The old Intuit Quicken is now retired save for finalising last year’s results. It won’t be missed. Bug-ridden and failure to re-register on new PCs did not endear it. It was also our last application that was Microsoft Windows dependent.

You may be aware that April 2014 is the end of the road for Windows XP support. Whilst it will still work in May the publication of patches for other Microsoft Windows variants will likely be reverse engineered by hackers to exploit flaws in XP. In other words an unsafe operating system will become a lot more unsafe. Particularly for organisations such as ours where our work and income is totally dependent on internet connected computers.

By then our half dozen XP computers will be retired or converted to running Kubuntu (the KDE variant of the Ubuntu Linux OS). A couple will be dual booting just in case we need to revisit XP in private but otherwise we will be a pure Linux house. Our servers being based on CentOS/Red Hat Linux.

This was not so much our choice but the direct result of Microsoft’s developments. We were a Microsoft Partner with access to the whole set of software virtually free of charge. The company was established in 1993 on a Windows for Workgroups network. It evolved naturally through Windows 95/98 and Windows NT to Windows 2000/XP. We enthusiastically awaited XP’s successor Vista.

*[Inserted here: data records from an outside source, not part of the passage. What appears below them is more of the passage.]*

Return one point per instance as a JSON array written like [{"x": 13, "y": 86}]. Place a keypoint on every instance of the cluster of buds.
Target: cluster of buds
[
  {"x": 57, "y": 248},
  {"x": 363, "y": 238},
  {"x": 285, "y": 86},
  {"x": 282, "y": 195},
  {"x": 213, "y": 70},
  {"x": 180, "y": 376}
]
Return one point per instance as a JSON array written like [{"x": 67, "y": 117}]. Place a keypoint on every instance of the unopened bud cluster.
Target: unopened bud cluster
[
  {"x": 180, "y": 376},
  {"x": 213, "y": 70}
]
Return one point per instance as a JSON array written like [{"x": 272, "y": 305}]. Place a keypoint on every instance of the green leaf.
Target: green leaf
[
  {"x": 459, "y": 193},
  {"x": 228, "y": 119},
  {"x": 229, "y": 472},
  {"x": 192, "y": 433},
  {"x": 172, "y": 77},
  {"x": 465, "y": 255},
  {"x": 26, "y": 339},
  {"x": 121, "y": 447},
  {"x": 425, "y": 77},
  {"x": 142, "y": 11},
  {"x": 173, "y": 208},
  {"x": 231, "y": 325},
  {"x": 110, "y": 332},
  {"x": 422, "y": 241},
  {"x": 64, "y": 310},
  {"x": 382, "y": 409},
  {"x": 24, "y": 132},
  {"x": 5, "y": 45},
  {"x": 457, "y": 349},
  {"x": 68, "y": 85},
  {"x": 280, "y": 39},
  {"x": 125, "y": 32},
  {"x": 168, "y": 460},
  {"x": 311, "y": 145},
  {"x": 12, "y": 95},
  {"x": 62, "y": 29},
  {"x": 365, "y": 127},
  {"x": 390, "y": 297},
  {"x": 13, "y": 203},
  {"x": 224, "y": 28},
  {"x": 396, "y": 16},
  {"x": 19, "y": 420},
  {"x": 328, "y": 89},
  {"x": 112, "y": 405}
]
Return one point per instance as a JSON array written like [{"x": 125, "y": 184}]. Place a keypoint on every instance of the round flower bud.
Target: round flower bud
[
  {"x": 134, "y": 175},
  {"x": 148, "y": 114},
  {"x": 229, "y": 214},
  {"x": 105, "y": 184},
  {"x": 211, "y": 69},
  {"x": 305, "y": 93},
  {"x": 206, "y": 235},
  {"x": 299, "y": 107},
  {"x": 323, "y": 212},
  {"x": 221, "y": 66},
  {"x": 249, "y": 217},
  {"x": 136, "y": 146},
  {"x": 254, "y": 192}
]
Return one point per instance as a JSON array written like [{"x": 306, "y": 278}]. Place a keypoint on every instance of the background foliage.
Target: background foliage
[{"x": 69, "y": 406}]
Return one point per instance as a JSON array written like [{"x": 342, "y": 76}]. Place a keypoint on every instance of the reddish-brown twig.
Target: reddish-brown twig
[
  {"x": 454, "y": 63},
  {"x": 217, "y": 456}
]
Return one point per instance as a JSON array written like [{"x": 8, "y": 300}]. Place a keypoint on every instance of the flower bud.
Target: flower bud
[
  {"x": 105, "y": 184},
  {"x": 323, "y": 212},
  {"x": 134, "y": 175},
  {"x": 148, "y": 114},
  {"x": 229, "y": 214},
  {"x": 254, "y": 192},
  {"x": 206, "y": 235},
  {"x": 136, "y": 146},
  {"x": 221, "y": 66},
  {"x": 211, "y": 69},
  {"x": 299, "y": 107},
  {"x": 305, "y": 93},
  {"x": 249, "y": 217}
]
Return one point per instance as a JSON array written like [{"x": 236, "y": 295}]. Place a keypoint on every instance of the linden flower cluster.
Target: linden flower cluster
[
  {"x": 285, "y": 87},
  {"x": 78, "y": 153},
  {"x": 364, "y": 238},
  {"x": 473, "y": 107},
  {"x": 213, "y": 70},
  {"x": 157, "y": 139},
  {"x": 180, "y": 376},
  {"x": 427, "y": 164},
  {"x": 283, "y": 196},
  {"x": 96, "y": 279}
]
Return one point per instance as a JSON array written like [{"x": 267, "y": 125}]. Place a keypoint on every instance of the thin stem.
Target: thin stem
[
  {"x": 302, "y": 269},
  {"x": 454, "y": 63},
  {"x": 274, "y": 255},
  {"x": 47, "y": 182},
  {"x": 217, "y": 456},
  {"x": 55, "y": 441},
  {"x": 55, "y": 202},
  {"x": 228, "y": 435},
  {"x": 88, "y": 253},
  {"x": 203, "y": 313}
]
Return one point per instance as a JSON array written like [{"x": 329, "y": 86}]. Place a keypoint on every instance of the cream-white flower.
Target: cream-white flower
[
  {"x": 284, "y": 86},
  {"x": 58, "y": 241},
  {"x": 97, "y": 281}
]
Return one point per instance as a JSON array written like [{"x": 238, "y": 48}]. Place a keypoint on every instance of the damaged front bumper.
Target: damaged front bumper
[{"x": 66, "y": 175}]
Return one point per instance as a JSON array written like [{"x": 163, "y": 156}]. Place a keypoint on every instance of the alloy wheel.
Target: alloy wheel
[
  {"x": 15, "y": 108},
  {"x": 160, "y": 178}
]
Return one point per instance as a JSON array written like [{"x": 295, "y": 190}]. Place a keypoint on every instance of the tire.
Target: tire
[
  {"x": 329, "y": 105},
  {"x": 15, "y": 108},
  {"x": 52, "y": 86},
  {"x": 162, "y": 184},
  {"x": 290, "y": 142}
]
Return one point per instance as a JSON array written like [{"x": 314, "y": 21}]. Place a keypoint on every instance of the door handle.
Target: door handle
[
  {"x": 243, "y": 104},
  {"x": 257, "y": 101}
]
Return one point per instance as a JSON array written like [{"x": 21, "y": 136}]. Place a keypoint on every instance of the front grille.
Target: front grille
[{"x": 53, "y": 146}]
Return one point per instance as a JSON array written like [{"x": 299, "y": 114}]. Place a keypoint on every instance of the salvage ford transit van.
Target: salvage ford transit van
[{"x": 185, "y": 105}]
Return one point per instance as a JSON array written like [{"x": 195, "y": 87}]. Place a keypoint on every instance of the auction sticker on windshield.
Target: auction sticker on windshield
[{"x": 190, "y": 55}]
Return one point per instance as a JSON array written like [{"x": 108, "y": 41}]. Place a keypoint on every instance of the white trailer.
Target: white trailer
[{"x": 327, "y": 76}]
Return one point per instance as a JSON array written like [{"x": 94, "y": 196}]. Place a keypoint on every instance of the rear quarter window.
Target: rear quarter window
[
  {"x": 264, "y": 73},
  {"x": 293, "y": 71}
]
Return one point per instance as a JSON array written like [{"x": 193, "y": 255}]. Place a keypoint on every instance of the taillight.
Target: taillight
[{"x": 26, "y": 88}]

A week after the first disk arrived I was still struggling to make a usable system that would integrate seemlessly into our office network. But it was obvious that Microsoft had made Vista different solely for the purpose of being different whilst the eye-candy aero interface just slowed everything down. Business computers are tools not style machines.

I had played around with Ubuntu a year or two earlier but we just didn’t get on. People had said Ubuntu is for Mac users and Kubuntu is for XP users. So I gave it a go. Within a day I was further on than that frustrating week with Vista. The decision to move the office network to Vista was abandoned and new computers were fitted up with Kubuntu.

That was 2006. Since then I have had two computers on my desk. Kubuntu on the left and XP on my right. To begin with most of my work was done with my right hand. Microsoft Office ran the office, my world was held on a Outlook pst file on a USB stick. Kubuntu was great (actually greater) for browsing and networking but most apps didn’t run on it.

Since then the policy was any new application had to be platform independent. As I became more familiar with GNU world we looked at non-Windows equivelents. Microsoft Office gave way to OpenOffice (later LibreOffice), GIMP took over graphic creation and so on. Then about a year ago I found my left hand was dominant. Kubuntu was the preferred environment. And so Quicken became the last reason to use Windows. Now we have no reason.

Quicken’s replacement is GnuCash. A simple but effective and tailorable program. The future is clear without Microsoft.

There are a few lessons. First that we took 5/6 years to make the transition. Our requirements are primarily for specific internet related tools and utilities which are often GNU based and our needs for high end spreadsheeting are slight. We can do it. People dependent on Excel macros cannot. Even if you can then change is always difficult. Things that are different grate, the advantages of the new lay hidden, there are a few gotchas. Over time all these get smoothed out.

With just 6 months to go if you are still XP dependent you have a real problem. Not enough time and Windows 8.1 looks more suited to tablets than heavy workstation use. Good luck!